Funding is nearly exhausted for President Trump’s enhanced unemployment benefit program, meaning that jobless workers in some states are losing access to the relief money.
Trump, through executive order in August, made available up to $44 billion from the Federal Emergency Management Agency’s Disaster Relief Fund to provide assistance to workers sidelined by the pandemic in the form of a $300-a-week federal boost to unemployment benefits, to be matched by $100 from state governments.
To date, $30 billion of those dollars has been distributed. With money running low, the agency has said that total funding will be limited to six weeks, in total, for every state that has applied so far, a spokesman told the Washington Examiner Thursday.
Some states have already hit that limit. Texas was informed by FEMA on Wednesday that its enhanced federal payment ended last week.
The change means unemployed Texans will receive, on average, $350 a week in jobless payments, according to the spokesman for the state’s unemployment agency. Before, jobless workers used to receive roughly twice that amount when the enhanced employment payment was combined with regular state benefits.
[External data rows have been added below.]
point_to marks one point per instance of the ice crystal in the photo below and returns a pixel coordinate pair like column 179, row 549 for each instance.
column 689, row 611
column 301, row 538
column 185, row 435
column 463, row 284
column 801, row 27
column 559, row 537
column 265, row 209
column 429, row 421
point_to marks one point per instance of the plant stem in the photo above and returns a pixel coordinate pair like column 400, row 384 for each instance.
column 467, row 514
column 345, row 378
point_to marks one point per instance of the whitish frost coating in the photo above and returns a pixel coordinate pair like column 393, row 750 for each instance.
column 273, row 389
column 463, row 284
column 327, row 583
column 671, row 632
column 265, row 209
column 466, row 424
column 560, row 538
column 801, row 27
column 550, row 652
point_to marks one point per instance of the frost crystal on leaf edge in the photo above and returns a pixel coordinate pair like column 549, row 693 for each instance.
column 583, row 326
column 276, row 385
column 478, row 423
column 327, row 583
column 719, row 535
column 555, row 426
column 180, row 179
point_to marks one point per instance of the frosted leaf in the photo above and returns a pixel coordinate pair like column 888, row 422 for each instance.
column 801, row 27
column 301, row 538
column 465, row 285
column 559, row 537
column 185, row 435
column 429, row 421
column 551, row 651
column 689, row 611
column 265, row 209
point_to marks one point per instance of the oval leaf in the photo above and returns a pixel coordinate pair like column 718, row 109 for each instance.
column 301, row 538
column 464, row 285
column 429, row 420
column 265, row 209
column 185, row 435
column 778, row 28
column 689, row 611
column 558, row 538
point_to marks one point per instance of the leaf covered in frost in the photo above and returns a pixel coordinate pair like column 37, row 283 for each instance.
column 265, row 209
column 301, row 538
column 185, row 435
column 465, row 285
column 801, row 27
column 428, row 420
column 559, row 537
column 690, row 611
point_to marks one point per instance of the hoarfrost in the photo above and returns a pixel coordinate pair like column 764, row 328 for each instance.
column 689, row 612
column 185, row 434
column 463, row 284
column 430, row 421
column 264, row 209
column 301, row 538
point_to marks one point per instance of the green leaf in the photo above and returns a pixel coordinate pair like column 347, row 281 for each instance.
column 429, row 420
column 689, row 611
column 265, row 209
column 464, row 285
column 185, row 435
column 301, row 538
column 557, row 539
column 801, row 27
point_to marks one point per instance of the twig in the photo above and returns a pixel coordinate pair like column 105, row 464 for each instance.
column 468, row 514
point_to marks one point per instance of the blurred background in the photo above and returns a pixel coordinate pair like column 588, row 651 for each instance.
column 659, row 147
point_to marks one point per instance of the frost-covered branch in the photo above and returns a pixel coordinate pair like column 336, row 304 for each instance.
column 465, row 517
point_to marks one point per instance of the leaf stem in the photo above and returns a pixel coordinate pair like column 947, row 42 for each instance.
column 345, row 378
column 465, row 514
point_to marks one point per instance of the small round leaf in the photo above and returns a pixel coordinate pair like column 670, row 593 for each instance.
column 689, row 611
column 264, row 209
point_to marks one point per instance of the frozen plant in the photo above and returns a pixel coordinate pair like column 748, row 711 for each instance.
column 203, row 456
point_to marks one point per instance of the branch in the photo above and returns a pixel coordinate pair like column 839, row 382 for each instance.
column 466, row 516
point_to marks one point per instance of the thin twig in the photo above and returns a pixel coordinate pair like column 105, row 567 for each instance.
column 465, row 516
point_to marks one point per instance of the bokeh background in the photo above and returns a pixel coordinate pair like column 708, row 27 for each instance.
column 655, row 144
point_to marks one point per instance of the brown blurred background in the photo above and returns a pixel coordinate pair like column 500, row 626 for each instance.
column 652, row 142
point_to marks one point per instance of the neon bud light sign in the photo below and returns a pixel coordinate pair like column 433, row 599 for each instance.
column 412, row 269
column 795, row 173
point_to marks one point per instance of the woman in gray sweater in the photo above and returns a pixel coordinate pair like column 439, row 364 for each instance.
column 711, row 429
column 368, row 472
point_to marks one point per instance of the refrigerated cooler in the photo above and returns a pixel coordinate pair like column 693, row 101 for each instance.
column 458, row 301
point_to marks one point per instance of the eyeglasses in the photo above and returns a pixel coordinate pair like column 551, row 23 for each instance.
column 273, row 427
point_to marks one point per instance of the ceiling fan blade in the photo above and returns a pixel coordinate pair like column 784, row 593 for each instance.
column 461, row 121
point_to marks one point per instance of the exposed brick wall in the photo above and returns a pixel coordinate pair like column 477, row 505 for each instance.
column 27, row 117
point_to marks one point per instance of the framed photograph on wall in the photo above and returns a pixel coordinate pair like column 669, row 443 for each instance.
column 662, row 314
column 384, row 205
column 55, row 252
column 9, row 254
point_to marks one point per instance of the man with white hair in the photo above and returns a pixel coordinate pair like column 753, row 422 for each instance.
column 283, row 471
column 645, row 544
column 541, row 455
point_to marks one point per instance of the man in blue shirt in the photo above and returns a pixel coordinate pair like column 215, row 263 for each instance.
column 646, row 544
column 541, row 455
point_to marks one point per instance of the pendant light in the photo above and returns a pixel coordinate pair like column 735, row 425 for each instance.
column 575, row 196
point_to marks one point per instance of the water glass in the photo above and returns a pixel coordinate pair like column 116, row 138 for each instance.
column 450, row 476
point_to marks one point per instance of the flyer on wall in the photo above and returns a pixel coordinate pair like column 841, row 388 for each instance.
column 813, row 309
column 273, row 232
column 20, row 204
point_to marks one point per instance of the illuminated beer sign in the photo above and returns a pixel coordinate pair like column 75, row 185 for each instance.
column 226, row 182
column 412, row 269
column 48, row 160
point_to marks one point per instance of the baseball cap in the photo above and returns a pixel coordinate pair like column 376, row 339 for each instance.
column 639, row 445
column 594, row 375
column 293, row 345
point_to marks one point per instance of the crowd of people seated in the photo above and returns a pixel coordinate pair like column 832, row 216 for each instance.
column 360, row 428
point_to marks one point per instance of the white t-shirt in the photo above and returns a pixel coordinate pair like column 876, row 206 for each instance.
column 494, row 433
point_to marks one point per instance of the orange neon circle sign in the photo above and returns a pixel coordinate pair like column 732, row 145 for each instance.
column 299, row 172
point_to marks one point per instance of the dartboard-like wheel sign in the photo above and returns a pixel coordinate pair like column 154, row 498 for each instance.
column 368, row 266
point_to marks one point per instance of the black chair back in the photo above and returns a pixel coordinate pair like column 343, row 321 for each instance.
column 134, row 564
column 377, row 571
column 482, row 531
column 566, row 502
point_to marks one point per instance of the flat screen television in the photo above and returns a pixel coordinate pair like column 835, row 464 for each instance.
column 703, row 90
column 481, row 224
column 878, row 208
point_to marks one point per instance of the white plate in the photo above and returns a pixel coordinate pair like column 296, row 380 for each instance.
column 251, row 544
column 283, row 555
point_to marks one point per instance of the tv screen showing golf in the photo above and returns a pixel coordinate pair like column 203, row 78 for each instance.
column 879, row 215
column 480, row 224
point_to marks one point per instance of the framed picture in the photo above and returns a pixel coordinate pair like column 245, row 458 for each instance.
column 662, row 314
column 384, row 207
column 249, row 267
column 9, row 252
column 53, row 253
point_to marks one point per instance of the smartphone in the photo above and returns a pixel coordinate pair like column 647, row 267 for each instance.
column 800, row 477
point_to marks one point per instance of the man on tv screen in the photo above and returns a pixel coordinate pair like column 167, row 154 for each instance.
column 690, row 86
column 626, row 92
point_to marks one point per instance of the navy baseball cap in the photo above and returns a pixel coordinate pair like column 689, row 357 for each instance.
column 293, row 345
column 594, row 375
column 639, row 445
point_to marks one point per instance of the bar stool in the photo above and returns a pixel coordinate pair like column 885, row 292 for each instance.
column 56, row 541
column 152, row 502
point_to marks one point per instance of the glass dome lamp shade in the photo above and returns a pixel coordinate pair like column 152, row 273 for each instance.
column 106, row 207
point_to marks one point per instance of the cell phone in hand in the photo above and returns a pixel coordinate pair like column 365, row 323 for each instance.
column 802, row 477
Unemployed workers in other states will experience a similar fate as the enhanced payment ends, making it harder to make ends meet.
Currently, 48 states, Guam, and the District of Columbia have been approved for the payment. The other states and territories are under review, according to the FEMA spokesman.
The impetus behind Trump’s executive order on the enhanced payment was largely due to Congress’s inability to extend a $600-a-week added unemployment benefit that was enacted in the March CARES Act. The program has been expired for over a month. Meanwhile, lawmakers in both parties support extending the enhanced benefit, but they have so far failed to agree on a dollar amount for the payment.
House Democrats passed legislation that would extend the $600 payment until Jan. 31 for most jobless workers.
Senate Republicans on Tuesday released legislation that provides a $300-per-week federal unemployment insurance supplement.